Why don't best practices work and what is the better way?

Now, of course, brand management in marketing has been around a very long time, and I often get asked the question, “Why do I need to rethink my best practices?”, which is a fair question. The problem is best practices are based on hindsight, based on all the things that have been done before, which can really limit a marketer’s thinking. And, what worked in the past, won’t necessarily work in the future because what mattered to consumers in the past, may not matter to them in the future, because culture changes. You need to be looking ahead. Foresight is not about predicting the future, but it is about anticipating the drivers of change, which gives you the opportunity to hypothesize around future risks and opportunities that could help drive your business.

So, a great example of this is the financial services industry, banks, and wealth investors. Since PayPal came on the market many years ago, it’s not too difficult to have drawn a straight line all the way to the roboadvisors that are currently emerging. What has made that possible are the changes in consumers’ values around privacy, security, and where they look to expertise for their financial advice. Now, the problem with foresight is that for some organizations, they struggle with the fact you can’t quantify it. There are some organizations that are very well aware of the changes in consumer attitudes and are ahead of the technological change in wealth investment, for example. Where there are other organizations that struggle with this kind of ambiguity, and they’re behind the times.

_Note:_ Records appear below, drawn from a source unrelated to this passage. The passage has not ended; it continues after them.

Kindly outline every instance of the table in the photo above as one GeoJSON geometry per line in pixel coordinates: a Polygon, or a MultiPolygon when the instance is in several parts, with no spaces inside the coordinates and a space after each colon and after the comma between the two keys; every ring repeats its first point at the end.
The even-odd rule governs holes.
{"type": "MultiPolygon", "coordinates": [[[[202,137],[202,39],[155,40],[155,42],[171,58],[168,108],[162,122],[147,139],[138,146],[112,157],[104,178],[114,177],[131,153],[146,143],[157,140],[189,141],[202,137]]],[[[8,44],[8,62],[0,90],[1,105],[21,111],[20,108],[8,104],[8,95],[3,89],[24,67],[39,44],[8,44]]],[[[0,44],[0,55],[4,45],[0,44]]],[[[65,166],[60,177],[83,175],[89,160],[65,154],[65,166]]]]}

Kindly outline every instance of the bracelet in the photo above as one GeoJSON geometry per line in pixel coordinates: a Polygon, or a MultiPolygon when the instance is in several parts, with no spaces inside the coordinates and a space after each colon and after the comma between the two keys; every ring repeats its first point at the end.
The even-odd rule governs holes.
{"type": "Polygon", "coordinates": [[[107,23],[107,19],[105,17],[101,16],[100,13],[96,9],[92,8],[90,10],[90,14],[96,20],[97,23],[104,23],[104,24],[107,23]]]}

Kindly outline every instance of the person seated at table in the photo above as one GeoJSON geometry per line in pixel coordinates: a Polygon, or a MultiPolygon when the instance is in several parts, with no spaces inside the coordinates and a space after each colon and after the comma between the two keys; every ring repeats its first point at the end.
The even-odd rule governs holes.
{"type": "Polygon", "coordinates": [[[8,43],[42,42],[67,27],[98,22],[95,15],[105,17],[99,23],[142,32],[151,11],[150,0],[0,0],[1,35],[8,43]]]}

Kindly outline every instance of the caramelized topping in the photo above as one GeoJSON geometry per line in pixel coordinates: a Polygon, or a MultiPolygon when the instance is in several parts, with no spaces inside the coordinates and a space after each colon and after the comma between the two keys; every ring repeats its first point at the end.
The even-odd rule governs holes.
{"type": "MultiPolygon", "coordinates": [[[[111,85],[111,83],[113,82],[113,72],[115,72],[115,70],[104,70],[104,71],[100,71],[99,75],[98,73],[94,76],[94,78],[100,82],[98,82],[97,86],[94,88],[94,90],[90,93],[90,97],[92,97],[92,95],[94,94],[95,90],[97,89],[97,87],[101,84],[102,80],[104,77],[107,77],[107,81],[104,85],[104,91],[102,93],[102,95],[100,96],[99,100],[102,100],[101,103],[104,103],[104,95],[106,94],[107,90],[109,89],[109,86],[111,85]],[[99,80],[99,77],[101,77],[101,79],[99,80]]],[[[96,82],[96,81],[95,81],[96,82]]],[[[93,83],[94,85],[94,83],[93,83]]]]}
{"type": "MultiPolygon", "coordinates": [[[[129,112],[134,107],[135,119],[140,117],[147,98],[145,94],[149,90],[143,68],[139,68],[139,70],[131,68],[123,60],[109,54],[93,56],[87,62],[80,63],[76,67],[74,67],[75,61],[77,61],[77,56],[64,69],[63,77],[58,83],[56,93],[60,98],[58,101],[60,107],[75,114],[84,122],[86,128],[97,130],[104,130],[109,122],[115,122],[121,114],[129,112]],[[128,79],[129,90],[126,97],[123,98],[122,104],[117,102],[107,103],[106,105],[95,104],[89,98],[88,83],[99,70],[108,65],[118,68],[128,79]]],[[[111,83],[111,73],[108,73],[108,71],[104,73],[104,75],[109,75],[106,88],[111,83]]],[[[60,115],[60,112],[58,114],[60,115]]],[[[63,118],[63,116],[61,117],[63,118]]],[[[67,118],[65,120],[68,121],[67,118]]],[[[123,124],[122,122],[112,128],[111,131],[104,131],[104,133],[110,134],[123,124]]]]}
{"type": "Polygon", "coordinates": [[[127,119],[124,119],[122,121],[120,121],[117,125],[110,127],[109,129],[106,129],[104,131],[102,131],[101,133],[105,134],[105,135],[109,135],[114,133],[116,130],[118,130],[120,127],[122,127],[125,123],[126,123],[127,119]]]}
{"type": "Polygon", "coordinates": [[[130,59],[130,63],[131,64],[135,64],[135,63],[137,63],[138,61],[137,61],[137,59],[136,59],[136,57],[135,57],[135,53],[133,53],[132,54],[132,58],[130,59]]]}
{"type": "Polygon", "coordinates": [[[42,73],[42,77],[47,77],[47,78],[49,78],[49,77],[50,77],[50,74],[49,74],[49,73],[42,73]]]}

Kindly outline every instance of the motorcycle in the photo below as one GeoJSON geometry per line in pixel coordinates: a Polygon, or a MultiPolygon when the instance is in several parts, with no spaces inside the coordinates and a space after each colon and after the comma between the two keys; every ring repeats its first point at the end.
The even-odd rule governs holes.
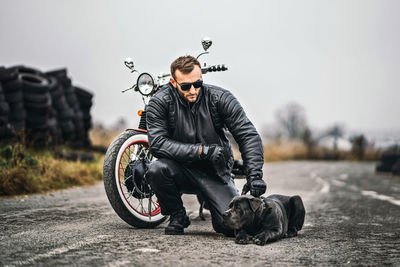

Best practices based on models from yesteryear don’t take into account the shifts in culture, and going forward, we need a way to do that. Now, I know that most of the marketers out there will say yes, big data will save us, and we’ll use all the analytical power we can to reveal all, and the challenge is, and unfortunately big data does a wonderful job of quantifying touch points that every brand can have based on all the click behaviour. But unfortunately, it doesn’t answer the whys behind the behaviour. And when we’re talking about things that are culturally relevant, they’re impossible for people to answer. You really need to look to ethnographic investigations to investigate the whys, the motivations of the behaviour. And this is often subconscious to people. So, you can use your big data, but it’ll tell you what, but it won’t tell you why, and it’s really the thick data that comes from the ethnographers that allows the kind of insight that you need to build a brand that’s both culturally relevant, culturally resonant, and ultimately built to a brand purpose that will guide you forward.